Toussaint

Toussaint

A l’angle ouest de la place, il s’arrête, pose son étui à terre et y sort un violoncelle. Tirant un petit tabouret qu’il a apporté avec lui, il s’assoit. La matinée prend fin alors que les étals du marché ferment les uns après les autres laissant ici et là des odeurs de marée, de grillades. Oiseaux et pigeons arrivent en nombre pour festoyer. Le ciel est gris. Pas à la pluie. Ni au beau temps. Gris. Simplement. Le musicien, un homme âgé coiffé d’un chapeau troué de partout, d’une veste en laine miteuse se prépare. Tenant son instrument, il saisit son archet et entame une musique choisie pour son amour d’il y a longtemps « Après un rêve » de Fauré. C’est alors que la petite vieille arrive du haut de la place, le poids des ans lui courbant le dos, traînant un charriot de course d’où sortent quelques poireaux. D’ailleurs il ne contient pas grand-chose. Elle avance à un rythme correspondant à ses longues années passées à tenter tant bien que mal de rester digne. Son visage regarde le sol devant elle, marqué profondément d’une multitude de rides, ce qui pour moi auréole son être entier. Dans l’autre main, elle tient un bouquet d’hélénies rouges. Le musicien la regarde tout en jouant et accentuant son désir de perfection alors qu’elle passe devant lui, il la voit lever la tête et le regarder. Elle s’immobilise et laisse une larme couler sur sa joue creusée de sillons d’existence. Le musicien n’en joue que de plus belle touchant la frontière au-delà de la perfection. Un soleil pâle semble vouloir remercier. Timide, il a peine à percer. La dame, arrivée chez elle, pose les fleurs sur la table et caresse le chat qui se frotte à elle, attendant les gâteries qu’à chaque fois elle lui rapporte. Le bouquet durera une semaine sur le buffet devant la photo du mari, mort à la tâche, d’avoir trop sué jusqu’au sang pour gagner de quoi survivre. Dehors, la balayeuse arrive pour nettoyer la place et les feuilles d’automne larmoient le temps qui passe en une dernière valse jusqu’aux pavés humides.
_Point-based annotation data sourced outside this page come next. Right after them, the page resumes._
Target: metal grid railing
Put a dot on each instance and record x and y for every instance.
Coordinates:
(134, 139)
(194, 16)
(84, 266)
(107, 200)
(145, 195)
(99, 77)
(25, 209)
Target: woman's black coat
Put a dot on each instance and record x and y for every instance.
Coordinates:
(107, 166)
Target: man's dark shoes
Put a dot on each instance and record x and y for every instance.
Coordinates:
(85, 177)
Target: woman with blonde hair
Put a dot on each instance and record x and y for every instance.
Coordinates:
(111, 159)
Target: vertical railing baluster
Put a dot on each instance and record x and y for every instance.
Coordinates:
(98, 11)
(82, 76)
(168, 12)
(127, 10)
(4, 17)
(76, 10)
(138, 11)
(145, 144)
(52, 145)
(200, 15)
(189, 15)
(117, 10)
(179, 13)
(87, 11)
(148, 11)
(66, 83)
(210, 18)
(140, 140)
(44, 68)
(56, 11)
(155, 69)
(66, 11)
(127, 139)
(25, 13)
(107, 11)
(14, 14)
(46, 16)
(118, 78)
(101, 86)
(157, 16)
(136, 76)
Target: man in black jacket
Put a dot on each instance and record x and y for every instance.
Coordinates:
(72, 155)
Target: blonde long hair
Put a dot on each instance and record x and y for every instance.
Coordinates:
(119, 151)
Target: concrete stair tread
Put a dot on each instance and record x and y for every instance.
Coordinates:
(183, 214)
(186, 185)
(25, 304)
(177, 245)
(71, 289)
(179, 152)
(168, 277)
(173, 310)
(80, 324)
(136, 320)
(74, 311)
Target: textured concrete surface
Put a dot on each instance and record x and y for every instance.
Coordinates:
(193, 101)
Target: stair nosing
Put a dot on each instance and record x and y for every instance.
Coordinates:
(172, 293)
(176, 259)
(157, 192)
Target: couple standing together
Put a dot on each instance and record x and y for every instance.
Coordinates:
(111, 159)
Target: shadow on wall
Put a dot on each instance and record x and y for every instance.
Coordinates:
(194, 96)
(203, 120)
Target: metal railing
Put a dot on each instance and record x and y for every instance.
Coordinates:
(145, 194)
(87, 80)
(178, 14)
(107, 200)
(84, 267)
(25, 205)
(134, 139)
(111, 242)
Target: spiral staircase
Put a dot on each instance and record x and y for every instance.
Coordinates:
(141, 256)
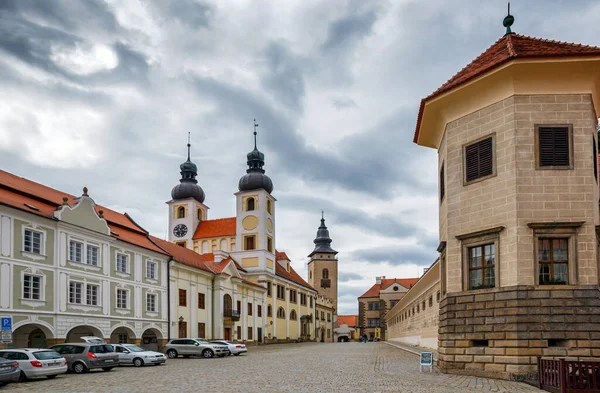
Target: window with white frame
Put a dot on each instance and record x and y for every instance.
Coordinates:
(151, 270)
(122, 295)
(32, 242)
(151, 302)
(75, 251)
(32, 287)
(122, 263)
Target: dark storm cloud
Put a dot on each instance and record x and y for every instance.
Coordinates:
(284, 76)
(397, 255)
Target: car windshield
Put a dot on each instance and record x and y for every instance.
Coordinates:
(134, 348)
(46, 355)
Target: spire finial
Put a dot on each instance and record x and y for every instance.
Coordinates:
(255, 125)
(508, 21)
(189, 145)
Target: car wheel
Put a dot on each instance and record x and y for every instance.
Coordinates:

La fanfare est en place, son chef n’arrêtant pas de se retourner pour guetter le top départ. Sur l’estrade, ils sont une vingtaine de jeunes, sur leur trente et un, arborant sourires et œillades en coin aux parents qui les admirent, si fiers de leur progéniture. Il faut dire qu’il y a de quoi. Cette nouvelle promotion va intégrer les cours de l’E.N., une des plus grandes écoles si ce n’est la plus grande, préparant les futurs dirigeants du pays. Ayant été reçus au difficile concours d’admission, certains se voyant déjà à l’Assemblée, la mine hâlée comme il faut, bavassant ou pérorant pour paraître importants. Ô enfants, ne voyez-vous pas que les dominants vont vous formater ? Vous allez subir une lobotomie mentale pour devenir les laquais du pouvoir et de l’argent. Vous allez honorer les contrats de sang, vous indigner hypocritement à la fermeture d’entreprises mettant à la rue hommes, femmes et enfants. Vous irez peut-être même jusqu’à la guerre envoyant des milliers d’innocents se sacrifier toujours pour le pouvoir, toujours pour l’argent. Quelle est donc cette manie de vouloir à tout prix s’extirper de la masse ? Comme si elle était sordide, pouilleuse. Où avez-vous été pêché ce vocable Grand dont vous vous maquillez, une fois sortis du rang ? La grandeur mon enfant, pardon mes enfants, est celle qui, toujours anonyme, souffle la lumière parcourant les humilités pour les illuminer de beauté, et se répandra toujours dans les champs des laborieux qui sèment et jamais dans les champs d’honneur jonchés de croix.

 Elle n’avait plus de famille. On l’a enterrée dans un coin du cimetière. Pas de stèle. Sur la terre recouvrant son cercueil, un simple bouquet de fleurs. Des hélénies rouges. Apportées régulièrement par quelqu’un de mystérieux qui, de temps en temps, vient se placer discrètement au coin d’une rue et joue merveilleusement bien du violoncelle tout en refusant des pièces. C’est lui qui donne. Tout simplement.